The news story in the Times has it right. Good job, Brian Rosenthal.

Worst of all is the column in Crosscut by Anthony B. Robinson. This is a guy who, during the election, acknowledged that he didn't really pay much attention to the school board races. Now he says that we should have done a better job of supporting and following the past three superintendents. Really? Did he meet them? Was Dr. Goodloe-Johnson such a prize? In a bizarre self-contradiction, Mr. Robinson says that the 2010-2011 school board was one of the best ever, and it was the one that fired her. Raj Manhas was called out by his own blue-ribbon committee, the CACIEE, as having failed to fulfill any of the executive duties. And as for Joseph Olchefske, was it poor support from the community and the unions that caused him to overspend $32 million? I don't think so.


Anonymous said…
When reading results, the wording is important. There were two surveys: one, a community survey, or citizens of Seattle (n=400), called the "public," and two, a stakeholder survey, or "stakeholders" (n=3733).

Stakeholders could report themselves in multiple categories, so even though there were 3700 some stakeholders, some 4200 responses were tallied. The results are reported by stakeholder group. Somewhere around 1/3 of stakeholders were either teachers, district staff, or from an advocacy organization. The large majority of stakeholders identified as family of student.

Out of the 400 people in the "community survey," 46% had no direct relationship with SPS (not a graduate, no kids in SPS).

It's not surprising that some of the results might have been conspiracy theory, it just switches from "stakeholder" to "public" and needs to be read carefully.

Seattle parent
dan dempsey said…
Mr. Anthony Robinson wrote the following:
"The last School Board (2010 - 2011) was one of the best we’ve had in a recent decades. "

He is either not a close observer or he just does not believe that the extraordinary number of findings by the State Auditor's Office is a big deal.

What criteria does he use for "Best"?

"Best" follower of Ed Reform agenda?
basically said…
I'm developing a little crush on BriRo at the ST, for being so.....factual.

mirmac1 said…
NEWSFLASH! State not fully funding education...zzzzzz.

WA Supreme Court ruling
I have no idea what is going on at Crosscut but clearly I need to find out.

Yes, do blame parents and teachers and communities for MGJ's failures.
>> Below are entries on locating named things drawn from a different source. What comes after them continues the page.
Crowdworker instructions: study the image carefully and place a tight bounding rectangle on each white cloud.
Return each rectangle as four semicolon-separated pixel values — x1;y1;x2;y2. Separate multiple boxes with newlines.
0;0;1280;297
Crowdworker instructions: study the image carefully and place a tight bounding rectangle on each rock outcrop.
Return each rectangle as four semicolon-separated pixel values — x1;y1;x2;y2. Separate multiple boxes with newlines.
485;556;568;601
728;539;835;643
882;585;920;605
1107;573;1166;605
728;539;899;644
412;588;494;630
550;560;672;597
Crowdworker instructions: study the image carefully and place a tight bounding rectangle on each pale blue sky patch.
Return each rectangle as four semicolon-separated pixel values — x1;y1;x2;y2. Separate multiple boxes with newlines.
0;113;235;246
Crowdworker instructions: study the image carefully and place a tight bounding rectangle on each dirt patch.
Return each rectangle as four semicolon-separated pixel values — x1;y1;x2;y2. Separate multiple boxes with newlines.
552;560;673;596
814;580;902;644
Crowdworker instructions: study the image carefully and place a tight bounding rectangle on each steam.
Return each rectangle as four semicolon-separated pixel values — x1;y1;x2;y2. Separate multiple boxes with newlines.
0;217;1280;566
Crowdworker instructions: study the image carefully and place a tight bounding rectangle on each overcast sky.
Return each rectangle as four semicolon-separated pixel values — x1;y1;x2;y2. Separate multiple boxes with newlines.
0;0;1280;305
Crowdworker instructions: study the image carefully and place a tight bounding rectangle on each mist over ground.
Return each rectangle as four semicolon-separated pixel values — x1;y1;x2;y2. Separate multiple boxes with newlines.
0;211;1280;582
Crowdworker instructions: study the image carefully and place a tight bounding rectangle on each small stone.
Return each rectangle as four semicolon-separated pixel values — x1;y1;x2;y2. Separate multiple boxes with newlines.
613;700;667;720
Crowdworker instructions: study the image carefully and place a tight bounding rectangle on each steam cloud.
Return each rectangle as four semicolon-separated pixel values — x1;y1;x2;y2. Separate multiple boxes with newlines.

And Raj's. And Olchefske's.

The first thing I said to MGJ was "Welcome to our district. How can I help?" I never did get any kind of direction or answer from her. And I mean not me personally but what did she ever tell us as parents or community?

Brian is a smart guy and he's running rings around the other media. They are doing sloppy work and they should be ashamed of it. Either that or leave the education reporting to people who know the issue.
mirmac1 said…
Well, he got a finger-wag or two last night during public testimony but on the whole he is a VAST improvement over the last education (reform) marketer, Shaw.
seattle citizen said…
PI columnist Joel Connelly evidently thinks "several" school board candidates are "bats**t crazy":

This week's Stranger Regrets issue features local politicos and others responding to the Stranger's request for THEIR regrets about the Stranger. Mr. Connelly,, says that he regrets that "Stranger news editor Dominic Holden did not use the phrase 'bats**t crazy' while moderating the debate between Seattle School Board candidates, since several qualified."
Anonymous said…
Interesting. Anthony B. Robinson is the husband of Linda Robinson, principal at Whittier Elementary. That he gets the insiders view and still says all of this is even more disturbing.